VietJet's new more conservative approach should help IPO prospects
Mr Luu declined to provide financial figures although VietJet has previously stated it is profitable. The airline is now aiming to pursue an initial public offering (IPO) in late 2015 which Mr Luu hopes will raise USD500 million to USD800 million.
The new more conservative international expansion strategy and increased focus on Vietnam’s domestic market should make VietJet more attractive to potential investors. Launching a long-haul operation in particular would have been a drain on resources and represented a higher level risk that could have raised concerns with potential investors.
VietJet still has a relatively ambitious long-term business plan and raised some eyebrows when it ordered 63 aircraft. But the deliveries are spread over seven years and VietJet has some flexibility with its fleet plan because all of its current aircraft are leased.
There will be opportunities to return aircraft over the next few years as 12 of the 18 aircraft that VietJet Air currently leases were brought in as second-hand aircraft, including aircraft that have been subleased from Philippine Airlines. The other six aircraft were leased in as new aircraft, including its first two aircraft from its Airbus order, which have been sold and leased back. (The proceeds from the IPO should give VietJet an opportunity to start pursuing other alternatives for financing its future fleet.)
VietJet could potentially phase out most – or even all – of its A320ceos before the last of its A320neos are delivered. The A320neo accounts for 42 of its 61 outstanding orders with Airbus. The first A320neo is slated for delivery in 2018 with an engine selection planned for 2015.

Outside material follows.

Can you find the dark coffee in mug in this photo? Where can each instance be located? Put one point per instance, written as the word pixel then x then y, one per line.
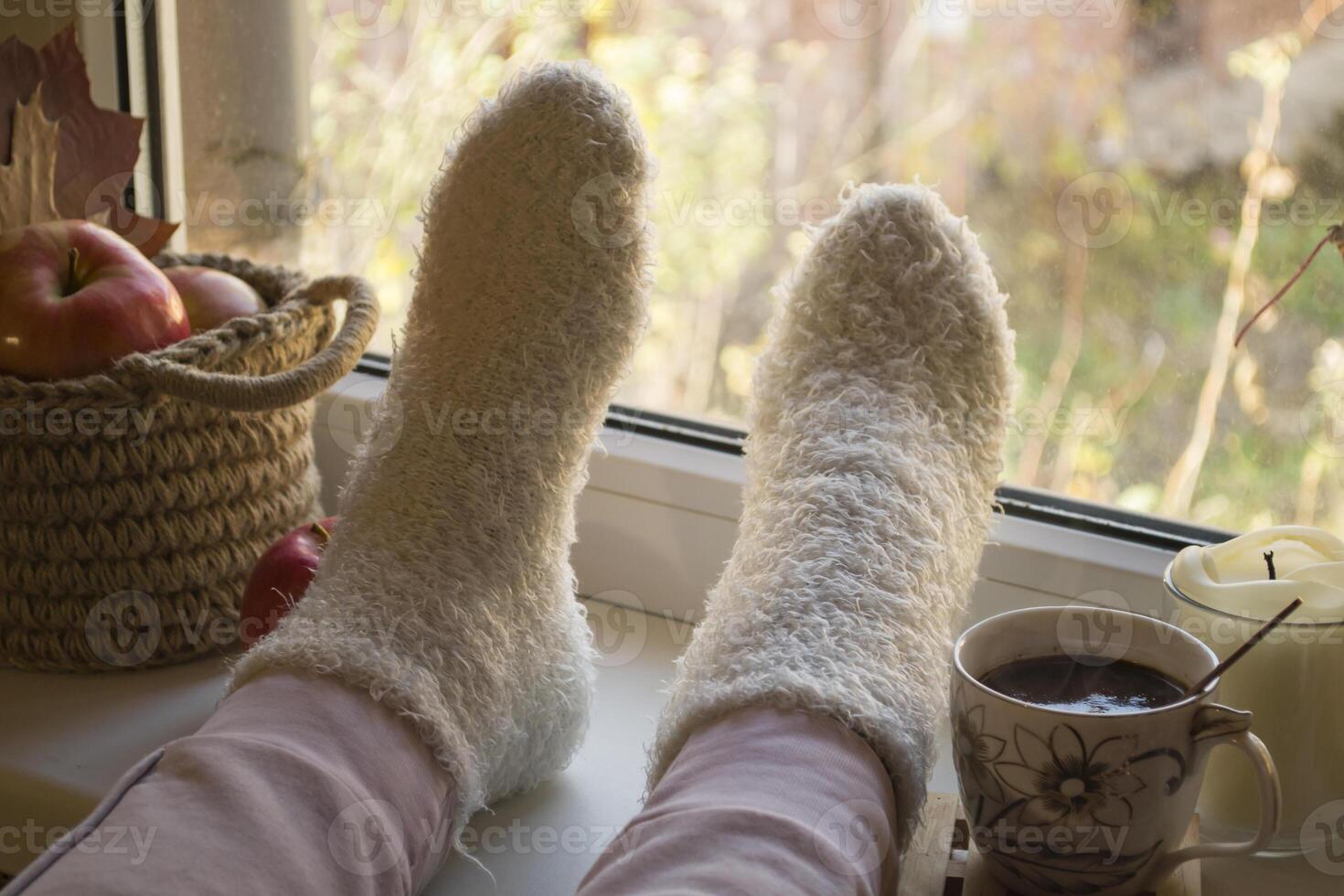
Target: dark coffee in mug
pixel 1063 684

Fleet growth should be feasible given the opportunities in Vietnam
A fleet of at least 60 A320 family aircraft by early next decade is reasonable as Vietnam’s rapidly growing domestic market alone should be able to support a doubling of the carrier’s fleet. Regional international opportunities will also grow as Vietnam continues to emerge as a popular international destination.
Placing aircraft at joint ventures outside Vietnam is a much bigger unknown and comes with bigger risks. But VietJet does not necessarily need joint ventures to support the current order. Ultimately the affiliates outside Vietnam could prove to be relatively small niche carriers, leaving VietJet to focus primarily (or even perhaps entirely) on its local market.
The biggest risk clouding the VietJet outlook has always been overambitious international expansion. Eventually VietJet will look at accelerating international expansion, including the emerging medium/long-haul low-cost model. But the new strategy of focusing mainly on the huge opportunities in the local market is a step in the right direction which should give VietJet a firmer footing in the dynamic Southeast Asian marketplace. A successful IPO later in 2015 could open up the door to more rapid expansion, but for now the balance looks sound.